Chapter 8: The Valley

The Willamette Valley runs north to south for a hundred and fifty miles, from Portland to Eugene, the valley floor flat and wide, twenty to forty miles across, bounded on the west by the Coast Range and on the east by the Cascades, the two mountain ranges framing the valley like the walls of a hive body frame the comb, the geography containing the climate, the climate producing the agriculture, the agriculture sustaining the bees, the bees sustaining the agriculture, the circle that was the valley's economy and the valley's ecology and the valley's identity, the circle that Meg drove through every morning in the dark of April with the headlights cutting the fog and the truck loaded with sugar syrup and the smoker on the seat beside her and the season beginning the way every season began, with the drive, with the road, with the valley.

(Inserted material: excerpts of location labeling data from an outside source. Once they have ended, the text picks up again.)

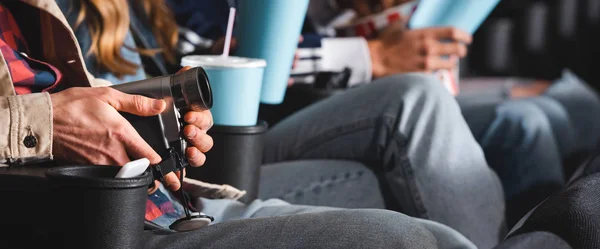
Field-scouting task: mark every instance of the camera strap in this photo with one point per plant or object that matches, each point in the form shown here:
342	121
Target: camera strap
172	162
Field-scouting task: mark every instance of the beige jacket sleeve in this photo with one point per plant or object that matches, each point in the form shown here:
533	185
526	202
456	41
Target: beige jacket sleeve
21	118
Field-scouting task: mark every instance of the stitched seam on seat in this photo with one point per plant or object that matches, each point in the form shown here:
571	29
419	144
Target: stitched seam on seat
346	177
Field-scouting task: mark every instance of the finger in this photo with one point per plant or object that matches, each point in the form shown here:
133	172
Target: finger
135	146
195	157
198	138
434	63
202	120
446	33
184	69
362	8
438	48
134	104
386	4
171	181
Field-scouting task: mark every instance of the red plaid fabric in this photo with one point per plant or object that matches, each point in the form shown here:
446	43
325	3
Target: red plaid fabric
28	75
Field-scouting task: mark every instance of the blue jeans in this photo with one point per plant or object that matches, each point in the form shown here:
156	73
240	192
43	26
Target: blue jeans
408	130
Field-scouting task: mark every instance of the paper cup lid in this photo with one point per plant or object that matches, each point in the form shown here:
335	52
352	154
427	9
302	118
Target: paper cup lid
217	61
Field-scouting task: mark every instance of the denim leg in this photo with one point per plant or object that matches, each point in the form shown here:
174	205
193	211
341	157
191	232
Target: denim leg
319	229
519	145
227	211
344	184
410	131
582	104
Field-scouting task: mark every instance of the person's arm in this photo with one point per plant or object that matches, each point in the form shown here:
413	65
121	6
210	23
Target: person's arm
25	128
353	53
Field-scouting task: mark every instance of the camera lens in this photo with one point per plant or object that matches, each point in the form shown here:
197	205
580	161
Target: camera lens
191	89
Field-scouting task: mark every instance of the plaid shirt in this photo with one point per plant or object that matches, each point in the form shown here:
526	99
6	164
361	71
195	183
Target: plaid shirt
28	75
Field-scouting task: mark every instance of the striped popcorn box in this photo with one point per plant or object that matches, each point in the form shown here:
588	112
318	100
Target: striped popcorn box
371	25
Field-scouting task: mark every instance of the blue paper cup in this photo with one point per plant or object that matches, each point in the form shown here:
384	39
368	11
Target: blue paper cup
269	30
466	15
236	85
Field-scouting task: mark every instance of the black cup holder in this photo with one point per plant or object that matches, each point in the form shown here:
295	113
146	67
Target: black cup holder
92	209
235	158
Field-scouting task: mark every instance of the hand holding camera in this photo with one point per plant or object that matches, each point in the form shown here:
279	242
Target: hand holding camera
96	133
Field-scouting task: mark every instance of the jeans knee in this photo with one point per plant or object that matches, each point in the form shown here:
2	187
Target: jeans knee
523	122
386	229
414	87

She drove the county roads. She knew them the way the bees knew their flight paths -- by repetition, by the accumulation of thousands of passages, the roads memorized not as maps but as sequences, the sequence of turns and straightaways and bridge crossings and the particular potholes that appeared every February when the winter rain dissolved the asphalt's edges, the potholes that the county patched in May and that reappeared in November, the annual cycle of the road matching the annual cycle of the bees, the infrastructure decaying and being repaired and decaying again, the maintenance that was the condition of the valley's roads the way the maintenance was the condition of the valley's hives.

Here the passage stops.